WASHINGTON -- The government's fight to protect farm subsidies against a World Trade Organization challenge may go on for years, and the subsidies will be safe in the meantime, U.S. trade representative Robert Zoellick said Wednesday.
Unless the preliminary report itself is changed, "you can be 100 percent sure we are going to appeal," Zoellick said.
The appeals through the litigation process "could last months or possibly a year or years," Zoellick told a House Agriculture Committee hearing.
The WTO panel had decided that U.S. subsidies increase domestic cotton production and wrongly force down world cotton prices. The United States contends its subsidies are allowed under WTO rules. U.S. farm group officials fear that, if the decision in the cotton case is allowed to stand, other subsidies also could be challenged.
Zoellick said the appeals process will protect the subsidy system. "There is no immediate impact for farmers and ranchers around the country," he said. "This is a marathon, it is not a sprint."
Agriculture Committee Chairman Bob Goodlatte, R-Va., also said the subsidy system is in no present danger. "This litigation is the beginning, not the end, of the process," he said. "It is certainly not the end of farm programs."
Even if the WTO ultimately decides against the United States, WTO rules would give the U.S. government more time to come into compliance, Zoellick said.
By choosing to take the subsidy issue to the panel of judges instead of negotiating it as part of ongoing world trade talks, Brazil may have created a time-consuming problem, Zoellick said.
"I think it would be a very big mistake to try to solve very complex agricultural issues through the process of litigation country by country," Zoellick said. "It is piecemeal, it is uneven, it's going to be very drawn out and, in my view, it is contentious and ultimately counterproductive."
Zoellick also said the Brazilian strategy on cotton could undermine the WTO talks on worldwide reform of farm tariffs and subsidies. "If other countries decide to stand back and litigate their way, as opposed to negotiate, I think it is going to be a very complicated and nonproductive approach for everyone," he said.

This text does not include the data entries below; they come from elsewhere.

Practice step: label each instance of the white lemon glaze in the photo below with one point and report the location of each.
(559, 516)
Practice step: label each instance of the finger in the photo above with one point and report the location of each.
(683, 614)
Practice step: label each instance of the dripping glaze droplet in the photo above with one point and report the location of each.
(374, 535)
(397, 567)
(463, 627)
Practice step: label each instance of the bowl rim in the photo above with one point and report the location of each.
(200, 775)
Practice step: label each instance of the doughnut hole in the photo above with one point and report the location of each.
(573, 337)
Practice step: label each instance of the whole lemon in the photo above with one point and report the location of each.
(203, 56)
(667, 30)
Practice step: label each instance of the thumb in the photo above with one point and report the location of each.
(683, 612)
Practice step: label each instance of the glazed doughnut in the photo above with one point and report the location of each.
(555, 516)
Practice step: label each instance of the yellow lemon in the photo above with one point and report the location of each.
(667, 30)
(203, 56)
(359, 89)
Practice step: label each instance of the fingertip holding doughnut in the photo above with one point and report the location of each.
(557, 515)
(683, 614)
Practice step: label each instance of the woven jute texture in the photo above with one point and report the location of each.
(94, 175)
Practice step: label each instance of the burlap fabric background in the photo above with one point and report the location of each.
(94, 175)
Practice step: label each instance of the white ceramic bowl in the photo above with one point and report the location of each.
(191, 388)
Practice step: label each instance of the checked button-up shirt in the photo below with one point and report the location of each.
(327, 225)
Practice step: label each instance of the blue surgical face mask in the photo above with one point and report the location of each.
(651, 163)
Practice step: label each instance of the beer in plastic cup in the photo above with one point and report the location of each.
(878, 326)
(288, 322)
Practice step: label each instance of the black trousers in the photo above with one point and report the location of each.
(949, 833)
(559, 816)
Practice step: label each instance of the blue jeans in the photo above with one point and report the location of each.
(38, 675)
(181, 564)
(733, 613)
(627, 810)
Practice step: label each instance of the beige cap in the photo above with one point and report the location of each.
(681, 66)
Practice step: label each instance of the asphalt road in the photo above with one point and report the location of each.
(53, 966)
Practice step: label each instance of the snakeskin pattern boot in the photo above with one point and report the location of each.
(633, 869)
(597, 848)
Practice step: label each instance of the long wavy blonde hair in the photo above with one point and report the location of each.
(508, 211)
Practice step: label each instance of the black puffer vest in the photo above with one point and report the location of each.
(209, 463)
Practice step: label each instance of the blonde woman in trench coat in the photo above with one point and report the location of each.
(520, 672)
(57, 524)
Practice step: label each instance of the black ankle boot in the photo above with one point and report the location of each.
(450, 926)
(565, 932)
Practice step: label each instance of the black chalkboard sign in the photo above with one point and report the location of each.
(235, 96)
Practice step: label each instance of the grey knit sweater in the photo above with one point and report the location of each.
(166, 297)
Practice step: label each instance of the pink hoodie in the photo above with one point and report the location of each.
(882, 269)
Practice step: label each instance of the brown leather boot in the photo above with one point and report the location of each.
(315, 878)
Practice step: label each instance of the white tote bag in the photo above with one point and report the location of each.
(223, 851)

The Brazilian ambassador to the United States, Roberto Abdenur, disputed Zoellick's contention that Brazil had embarked on a second-track approach on farm trade disputes.
"Brazil does not favor litigation over negotiation -- very much to the contrary," Abdenur told reporters after the hearing. We have been forced to go along the path of litigation in this case precisely because of the lack of will on the part of the U.S. and other countries to engage in serious negotiation."